Saturday, March 13, 2010

Review #32 - Good Night, and Good Luck (2005)

Well, enough of yesterday's unpleasantness. I am not one to wallow in anything, especially self-pity and remorse. So, dear reader, today we forage ahead.

I just finished watching "Good Night, and Good Luck." Here's what the back of the box has to say:

"It's 1953, and the piece of talking furniture called TV is still a novelty in America's living rooms. On it, Sen. Joseph McCarthy uses fear, falsehoods and belligerence to become arguably the most powerful man in the land. On it, newsman Edward R. Murrow, who's had his fill of the senator's tactics, fights back. That pivotal clash of two titans is the focus of director/co-writer George Clooney's award-winning "Good Night, and Good Luck". David Strathairn portrays Murrow, the principled "face of television" who maps his strategy with his producer and confidant, Fred Friendly (Clooney). A deft ensemble plays staff members in the bustling battleground that is the CBS newsroom. McCarthy is in the mix too, intercut into the action via real-life footage. Don't touch that dial. A media and a nation are going to change - while on the air."

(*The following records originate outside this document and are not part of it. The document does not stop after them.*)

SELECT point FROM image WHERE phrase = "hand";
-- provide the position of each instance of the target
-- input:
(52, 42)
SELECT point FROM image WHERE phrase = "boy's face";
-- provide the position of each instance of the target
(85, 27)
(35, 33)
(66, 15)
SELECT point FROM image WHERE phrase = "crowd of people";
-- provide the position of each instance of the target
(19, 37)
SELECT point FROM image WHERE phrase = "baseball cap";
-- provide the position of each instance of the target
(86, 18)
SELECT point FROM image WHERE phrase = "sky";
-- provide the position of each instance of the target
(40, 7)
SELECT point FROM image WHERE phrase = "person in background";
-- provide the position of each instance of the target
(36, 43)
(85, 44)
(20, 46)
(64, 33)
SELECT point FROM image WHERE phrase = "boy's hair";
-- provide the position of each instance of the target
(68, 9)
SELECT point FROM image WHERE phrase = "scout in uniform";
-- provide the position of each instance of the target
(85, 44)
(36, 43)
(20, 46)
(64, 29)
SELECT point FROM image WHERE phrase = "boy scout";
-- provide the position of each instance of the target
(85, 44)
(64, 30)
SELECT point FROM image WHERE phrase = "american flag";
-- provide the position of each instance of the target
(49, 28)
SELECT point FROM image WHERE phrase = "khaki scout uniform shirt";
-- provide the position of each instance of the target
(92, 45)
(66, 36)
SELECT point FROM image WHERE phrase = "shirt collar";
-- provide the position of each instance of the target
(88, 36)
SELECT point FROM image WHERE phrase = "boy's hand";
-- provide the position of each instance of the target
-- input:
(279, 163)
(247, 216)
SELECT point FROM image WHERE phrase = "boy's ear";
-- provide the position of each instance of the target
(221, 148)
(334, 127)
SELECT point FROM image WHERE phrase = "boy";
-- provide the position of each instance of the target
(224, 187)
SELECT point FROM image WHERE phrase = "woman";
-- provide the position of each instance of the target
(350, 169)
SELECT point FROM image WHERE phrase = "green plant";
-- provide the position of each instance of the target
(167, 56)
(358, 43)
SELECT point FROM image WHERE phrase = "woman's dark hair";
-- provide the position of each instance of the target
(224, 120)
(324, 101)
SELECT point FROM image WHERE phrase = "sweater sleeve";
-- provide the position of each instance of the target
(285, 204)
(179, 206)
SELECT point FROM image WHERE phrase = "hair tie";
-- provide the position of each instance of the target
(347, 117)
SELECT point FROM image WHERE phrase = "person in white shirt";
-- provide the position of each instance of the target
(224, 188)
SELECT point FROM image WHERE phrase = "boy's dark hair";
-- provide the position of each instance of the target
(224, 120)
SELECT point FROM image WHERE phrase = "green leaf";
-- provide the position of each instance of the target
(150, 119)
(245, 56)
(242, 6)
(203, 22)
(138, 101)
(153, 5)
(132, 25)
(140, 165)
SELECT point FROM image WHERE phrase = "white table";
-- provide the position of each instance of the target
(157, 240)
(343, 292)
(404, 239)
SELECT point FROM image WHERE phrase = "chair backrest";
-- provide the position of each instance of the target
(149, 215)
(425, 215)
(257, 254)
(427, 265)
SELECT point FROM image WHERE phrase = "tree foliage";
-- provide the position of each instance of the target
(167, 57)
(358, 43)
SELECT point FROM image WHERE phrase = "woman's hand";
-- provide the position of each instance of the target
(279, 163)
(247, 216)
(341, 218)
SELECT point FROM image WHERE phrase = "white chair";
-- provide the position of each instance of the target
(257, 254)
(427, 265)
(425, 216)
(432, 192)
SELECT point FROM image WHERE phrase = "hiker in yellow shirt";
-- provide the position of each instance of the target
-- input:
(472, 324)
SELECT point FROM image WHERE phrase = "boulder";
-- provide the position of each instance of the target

So, this film was nominated for wagon-load of Oscars, including Best Picture. I don't know if it actually won anything, because the big Blockbuster sticker covers up that part of the case.

The whole thing is in black and white, which is fortunate if you are a guy, because it makes you look classy - and unfortunate if you are a girl, because it makes you look like a wrinkled hag. Our hero plays a supporting character who is so poorly developed and superfluous to the plotline that I can't even remember his name, and I just watched the film, like, 15 minutes ago.

I'll buy that this was a decent film. I will not buy that this was worthy of a "best picture" nod. In my humble opinion, this is how the Academy decides its Oscar nominations. If you make a decent, but not necessarily great, film about something to do with our constitutional rights, it will be nominated. If you give a decent, but not necessarily great, performance in any kind of film, and then you drop over dead before it's released, you will be nominated. And in that case, you'll probably win, instead of someone who probably deserved it more for his role in Tropic Thunder. But I digress.

I'm sorry to say that character development pretty much fell by the sidelines on this film. It was an inside-the-studio snapshot of what was going on in the world of Media vs. McCarthy. Realistically, the only thing that separated this film as a dramatic work from, say, something you would see on the History Channel is a few dramatic stares from Murrow and a lot of smoking.

The movie was okay...so I give it an okay score - 7.5.

Good night, dearest reader - and Good Luck.